Comments from the consultations “highlight the complexity of this issue,” the Ontario government said Thursday in the budget document. “They also highlight the need for further analysis and dialogue to determine how best to meet the government’s objective of strengthening the retirement income foundations for Ontarians through ORPP.”

IBAO president Michael Brattman told Canadian Underwriter earlier that IBAO members “have expressed quite loudly and clearly they cannot support the planned ORPP.”

One reason is the Ontario Automobile Insurance Rate Stabilization Act (AIRSA), which established in 2013 an “industry-wide target reduction,” by 15% over two years, of the average private passenger auto premium.

“The additional cost to the brokerage business in Ontario (of ORPP) will be particularly onerous, given the combined 15% auto rate reduction, the full effect of which is just now hitting the market,” Brattman told Canadian Underwriter earlier. “The hit to expenses from ORPP, combined with the hit to revenue from lower auto premiums could be devastating to brokers across Ontario.”

In a press conference Thursday, Progressive Conservative politicians slammed ORPP as a payroll tax.

“We asked (the ruling Liberals) to walk away from it as it will only increase costs for both employees and employers,” interim PC leader Jim Wilson told reporters – who got advanced copies and were locked up for the day – before Sousa tabled the budget.

The government is planning for revenues of $124.39 billion in 2015-16 and expenditures of $131.9 billion, for a deficit of $8.512 billion. In 2015-16, the government is projecting it will spend $11.4 billion, or 8.7% of expenditures, on servicing the debt.

This coming year’s deficit is projected to bring the accumulated deficit to $194.85 billion, or about $14,119 for every man, woman and child in the province. The net debt – which includes hospitals’ colleges’ and school boards’ debt – is projected to increase to $298.86 billion by the end of the 2015-16 fiscal year, or $21,657 for every man, woman and child.

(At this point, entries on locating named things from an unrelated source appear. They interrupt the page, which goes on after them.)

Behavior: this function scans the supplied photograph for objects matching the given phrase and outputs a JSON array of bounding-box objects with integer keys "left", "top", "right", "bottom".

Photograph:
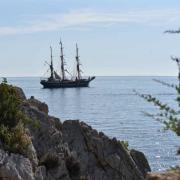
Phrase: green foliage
[
  {"left": 0, "top": 82, "right": 38, "bottom": 155},
  {"left": 120, "top": 141, "right": 129, "bottom": 150},
  {"left": 0, "top": 123, "right": 31, "bottom": 155},
  {"left": 39, "top": 152, "right": 59, "bottom": 170},
  {"left": 0, "top": 83, "right": 21, "bottom": 128},
  {"left": 2, "top": 77, "right": 7, "bottom": 84}
]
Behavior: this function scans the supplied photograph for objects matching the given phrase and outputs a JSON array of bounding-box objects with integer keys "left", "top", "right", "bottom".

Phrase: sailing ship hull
[{"left": 41, "top": 77, "right": 95, "bottom": 88}]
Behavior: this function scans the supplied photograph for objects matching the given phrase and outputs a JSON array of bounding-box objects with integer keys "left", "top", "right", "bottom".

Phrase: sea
[{"left": 8, "top": 76, "right": 180, "bottom": 171}]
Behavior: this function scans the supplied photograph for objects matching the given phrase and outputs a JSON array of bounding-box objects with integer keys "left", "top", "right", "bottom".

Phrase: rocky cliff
[{"left": 0, "top": 88, "right": 150, "bottom": 180}]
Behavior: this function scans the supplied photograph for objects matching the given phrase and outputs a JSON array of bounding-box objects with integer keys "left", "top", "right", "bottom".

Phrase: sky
[{"left": 0, "top": 0, "right": 180, "bottom": 77}]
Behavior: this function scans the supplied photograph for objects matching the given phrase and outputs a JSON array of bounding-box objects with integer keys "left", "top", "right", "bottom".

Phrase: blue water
[{"left": 8, "top": 77, "right": 180, "bottom": 171}]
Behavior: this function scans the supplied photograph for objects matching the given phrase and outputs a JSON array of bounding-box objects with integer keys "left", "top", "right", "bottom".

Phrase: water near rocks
[{"left": 8, "top": 77, "right": 180, "bottom": 171}]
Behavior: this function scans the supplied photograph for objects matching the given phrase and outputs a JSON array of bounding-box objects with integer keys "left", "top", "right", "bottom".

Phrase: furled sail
[{"left": 54, "top": 71, "right": 61, "bottom": 79}]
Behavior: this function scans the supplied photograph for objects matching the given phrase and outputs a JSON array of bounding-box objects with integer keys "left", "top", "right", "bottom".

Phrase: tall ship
[{"left": 40, "top": 41, "right": 95, "bottom": 88}]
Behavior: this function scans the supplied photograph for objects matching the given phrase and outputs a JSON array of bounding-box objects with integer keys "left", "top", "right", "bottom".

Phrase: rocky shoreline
[{"left": 0, "top": 88, "right": 151, "bottom": 180}]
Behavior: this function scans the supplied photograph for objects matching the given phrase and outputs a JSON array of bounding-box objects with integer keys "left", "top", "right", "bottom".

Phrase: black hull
[{"left": 41, "top": 77, "right": 95, "bottom": 88}]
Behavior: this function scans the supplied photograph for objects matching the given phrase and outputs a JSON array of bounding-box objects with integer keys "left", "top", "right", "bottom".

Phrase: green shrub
[
  {"left": 0, "top": 123, "right": 31, "bottom": 155},
  {"left": 0, "top": 82, "right": 31, "bottom": 155},
  {"left": 0, "top": 83, "right": 21, "bottom": 128},
  {"left": 39, "top": 152, "right": 59, "bottom": 170},
  {"left": 120, "top": 141, "right": 129, "bottom": 150}
]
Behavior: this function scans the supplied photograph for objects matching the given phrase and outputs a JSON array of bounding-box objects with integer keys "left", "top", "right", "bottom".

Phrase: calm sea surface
[{"left": 8, "top": 77, "right": 180, "bottom": 171}]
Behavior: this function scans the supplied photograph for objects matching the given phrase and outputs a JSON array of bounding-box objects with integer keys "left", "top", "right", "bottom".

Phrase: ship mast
[
  {"left": 76, "top": 43, "right": 81, "bottom": 80},
  {"left": 59, "top": 40, "right": 65, "bottom": 80},
  {"left": 50, "top": 46, "right": 54, "bottom": 79}
]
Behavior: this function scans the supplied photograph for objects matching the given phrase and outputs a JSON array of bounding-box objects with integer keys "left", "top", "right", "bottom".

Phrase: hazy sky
[{"left": 0, "top": 0, "right": 180, "bottom": 76}]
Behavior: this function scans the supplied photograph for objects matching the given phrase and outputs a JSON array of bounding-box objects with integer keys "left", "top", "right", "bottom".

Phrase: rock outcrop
[
  {"left": 0, "top": 86, "right": 150, "bottom": 180},
  {"left": 146, "top": 172, "right": 180, "bottom": 180}
]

The province has run a deficit every year since 2008-09. The surplus in 2007-08 was $600 million and the accumulated deficit at the time was $105.6 billion, or $8,315 for every man, woman and child at the time.

Of 2015-16 expenditures, 38.5% are projected for health and 19.1% are projected for education. Of 2015-16 planned revenues, 25.4% would be from personal income tax, 18.4% would be transfers from the federal government and 8.5% would be from sales tax.